Mellanox PeerDirect® uses an API between IB CORE and peer memory clients, (e.g. GPU cards) to provide access to an HCA to read/write peer memory for data buffers. As a result, it allows RDMA-based (over InfiniBand/RoCE) application to use peer device computing power, and RDMA interconnect at the same time without copying the data between the P2P devices.
For example, Mellanox PeerDirect™ is being used for GPUDirect RDMA.

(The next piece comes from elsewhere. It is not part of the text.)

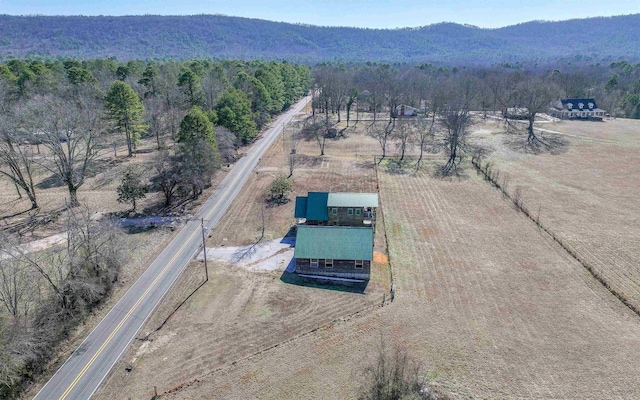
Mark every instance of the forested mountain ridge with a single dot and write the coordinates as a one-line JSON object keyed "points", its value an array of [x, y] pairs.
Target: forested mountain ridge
{"points": [[215, 36]]}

Detailed description for that API exists under MLNX OFED installation, please see docs/readme_and_user_manual/PEER_MEMORY_API.txt
Mellanox PeerDirect Async sub-system gives PeerDirect hardware devices, such as GPU cards, dedicated AS accelerators, and so on, the ability to take control over HCA in critical path offloading CPU. To achieve this, there is a set of verb calls and structures providing application with abstract description of operation sequences intended to be executed by peer device.
This feature is only supported for ConnectX-5 adapter cards family and above.
In GPU systems with relaxed ordering, RSYNC callback will be invoked to ensure memory consistency. The registration and implementation of the callback will be done using an external module provided by the system vendor. Loading the module will register the callback in MLNX_OFED to be used later to guarantee memory operations order.